Major performance problem with std.array.front()

Tue Mar 11 05:44:33 PDT 2014

On Sunday, 9 March 2014 at 21:38:06 UTC, Nick Sabalausky wrote:
> On 3/9/2014 7:47 AM, w0rp wrote:
>>
>> My knowledge of Unicode pretty much just comes from having
>> to deal with foreign language customers and discovering the 
>> problems
>> with the code unit abstraction most languages seem to use. 
>> (Java and
>> Python suffer from similar issues, but they don't really have 
>> algorithms
>> in the way that we do.)
>>
>
> Python 2 or 3 (out of curiosity)? If you're including Python3, 
> then that somewhat surprises me as I thought greatly improved 
> Unicode was one of the biggest reasons for the jump from 2 to 
> 3. (Although it isn't *completely* surprising since, as we all 
> know far too well here, fully correct Unicode is *not* easy.)

Late reply here. Python 3 is a lot better in terms of Unicode 
support than 2. The situation in Python 2 was this.

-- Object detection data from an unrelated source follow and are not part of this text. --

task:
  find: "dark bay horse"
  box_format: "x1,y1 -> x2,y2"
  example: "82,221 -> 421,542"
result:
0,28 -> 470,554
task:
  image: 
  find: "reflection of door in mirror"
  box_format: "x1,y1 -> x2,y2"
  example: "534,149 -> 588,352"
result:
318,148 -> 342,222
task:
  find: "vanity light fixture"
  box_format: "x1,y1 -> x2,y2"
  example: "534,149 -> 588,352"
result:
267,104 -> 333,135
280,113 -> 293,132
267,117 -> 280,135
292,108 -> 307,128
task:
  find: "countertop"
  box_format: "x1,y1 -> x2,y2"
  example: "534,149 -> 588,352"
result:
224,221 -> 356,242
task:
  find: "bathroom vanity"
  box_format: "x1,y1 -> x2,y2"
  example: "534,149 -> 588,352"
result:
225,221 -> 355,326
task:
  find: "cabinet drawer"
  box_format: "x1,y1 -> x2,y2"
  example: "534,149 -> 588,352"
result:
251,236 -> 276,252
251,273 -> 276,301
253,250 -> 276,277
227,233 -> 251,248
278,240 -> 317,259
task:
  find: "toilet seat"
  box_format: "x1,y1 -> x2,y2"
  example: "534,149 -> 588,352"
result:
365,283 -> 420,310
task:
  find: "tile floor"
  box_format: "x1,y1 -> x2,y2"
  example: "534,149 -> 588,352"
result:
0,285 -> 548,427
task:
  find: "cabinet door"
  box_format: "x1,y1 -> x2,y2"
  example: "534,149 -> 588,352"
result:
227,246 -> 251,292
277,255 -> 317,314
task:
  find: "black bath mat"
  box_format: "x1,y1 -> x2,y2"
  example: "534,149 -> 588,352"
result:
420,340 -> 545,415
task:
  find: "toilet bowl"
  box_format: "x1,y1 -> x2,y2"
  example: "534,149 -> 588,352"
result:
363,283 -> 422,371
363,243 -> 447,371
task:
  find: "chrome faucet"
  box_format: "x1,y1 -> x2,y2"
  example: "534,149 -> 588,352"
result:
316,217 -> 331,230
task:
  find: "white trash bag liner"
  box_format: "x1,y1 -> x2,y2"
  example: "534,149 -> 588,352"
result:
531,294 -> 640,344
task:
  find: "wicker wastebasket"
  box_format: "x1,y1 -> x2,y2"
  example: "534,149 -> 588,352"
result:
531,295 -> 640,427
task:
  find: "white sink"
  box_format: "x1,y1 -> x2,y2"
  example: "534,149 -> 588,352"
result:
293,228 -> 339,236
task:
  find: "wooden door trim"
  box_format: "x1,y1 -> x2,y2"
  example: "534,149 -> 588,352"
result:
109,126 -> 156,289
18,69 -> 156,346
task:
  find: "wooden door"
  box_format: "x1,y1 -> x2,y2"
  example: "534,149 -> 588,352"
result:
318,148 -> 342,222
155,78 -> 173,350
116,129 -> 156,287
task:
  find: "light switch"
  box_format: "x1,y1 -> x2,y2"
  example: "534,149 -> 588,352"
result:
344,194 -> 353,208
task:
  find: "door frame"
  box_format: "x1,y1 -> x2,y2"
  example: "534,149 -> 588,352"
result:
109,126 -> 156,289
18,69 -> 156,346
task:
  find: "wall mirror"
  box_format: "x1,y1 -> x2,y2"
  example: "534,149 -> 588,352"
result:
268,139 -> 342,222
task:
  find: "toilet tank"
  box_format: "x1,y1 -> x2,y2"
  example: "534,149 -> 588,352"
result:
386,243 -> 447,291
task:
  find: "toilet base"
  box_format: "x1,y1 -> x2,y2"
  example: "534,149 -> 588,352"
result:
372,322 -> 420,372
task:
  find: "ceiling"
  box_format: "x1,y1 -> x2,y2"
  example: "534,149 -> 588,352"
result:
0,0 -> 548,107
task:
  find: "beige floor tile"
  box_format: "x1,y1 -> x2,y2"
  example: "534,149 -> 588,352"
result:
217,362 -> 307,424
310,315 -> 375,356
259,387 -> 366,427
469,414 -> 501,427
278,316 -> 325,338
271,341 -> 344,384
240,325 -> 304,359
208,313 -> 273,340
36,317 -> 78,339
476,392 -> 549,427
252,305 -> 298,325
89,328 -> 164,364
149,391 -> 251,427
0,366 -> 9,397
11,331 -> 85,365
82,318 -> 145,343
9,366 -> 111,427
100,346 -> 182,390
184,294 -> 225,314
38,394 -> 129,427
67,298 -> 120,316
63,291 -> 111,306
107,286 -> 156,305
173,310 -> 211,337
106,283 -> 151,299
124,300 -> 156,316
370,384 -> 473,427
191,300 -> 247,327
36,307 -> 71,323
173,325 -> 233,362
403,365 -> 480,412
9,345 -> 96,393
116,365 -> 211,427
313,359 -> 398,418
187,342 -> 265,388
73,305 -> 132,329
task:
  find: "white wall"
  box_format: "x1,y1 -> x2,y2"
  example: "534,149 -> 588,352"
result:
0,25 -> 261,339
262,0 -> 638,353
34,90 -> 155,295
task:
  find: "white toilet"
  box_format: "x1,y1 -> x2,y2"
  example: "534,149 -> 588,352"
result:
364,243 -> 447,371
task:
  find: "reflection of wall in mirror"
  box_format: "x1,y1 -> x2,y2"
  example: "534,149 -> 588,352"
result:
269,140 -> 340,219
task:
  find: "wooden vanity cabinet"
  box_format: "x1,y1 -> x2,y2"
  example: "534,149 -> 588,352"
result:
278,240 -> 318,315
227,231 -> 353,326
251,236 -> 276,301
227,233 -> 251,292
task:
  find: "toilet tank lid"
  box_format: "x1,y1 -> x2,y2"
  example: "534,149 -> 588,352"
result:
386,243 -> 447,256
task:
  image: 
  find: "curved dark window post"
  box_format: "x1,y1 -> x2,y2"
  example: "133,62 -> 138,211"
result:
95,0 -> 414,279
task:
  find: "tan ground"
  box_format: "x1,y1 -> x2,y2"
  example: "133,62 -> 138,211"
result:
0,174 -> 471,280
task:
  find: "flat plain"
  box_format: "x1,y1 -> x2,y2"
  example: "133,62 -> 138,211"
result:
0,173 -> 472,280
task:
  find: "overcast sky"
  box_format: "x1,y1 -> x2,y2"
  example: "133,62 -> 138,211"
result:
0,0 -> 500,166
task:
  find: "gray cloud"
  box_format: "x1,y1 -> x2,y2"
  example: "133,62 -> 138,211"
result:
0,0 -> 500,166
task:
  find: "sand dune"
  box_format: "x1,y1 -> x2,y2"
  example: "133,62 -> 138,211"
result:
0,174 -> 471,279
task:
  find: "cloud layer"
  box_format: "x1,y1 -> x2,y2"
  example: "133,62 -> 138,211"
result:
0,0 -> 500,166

1. The default string type is 'str', an immutable array of bytes.
2. 'str' could be one of many encodings, including UTF-16, etc.
3. There is an extra 'unicode' type for when you want a Unicode 
string.
4. Python implicltly converts between the two, often in wrong 
ways, often causing exceptions to appear where you didn't expect 
them to.

In 3, this changed to...

1. The default string type is still named 'str', only now it's 
like the 'unicode' of olde.
2. 'bytes' is a new immutable array of bytes type like the Python 
2 'str'.
3. Conversion between 'str' and 'bytes' is always explicit.

However, Python 3 works on a code point level, probably some code 
unit level in fact, and you don't see very many algorithms which 
take, say, combining characters into account. So Python suffers 
from similar issues.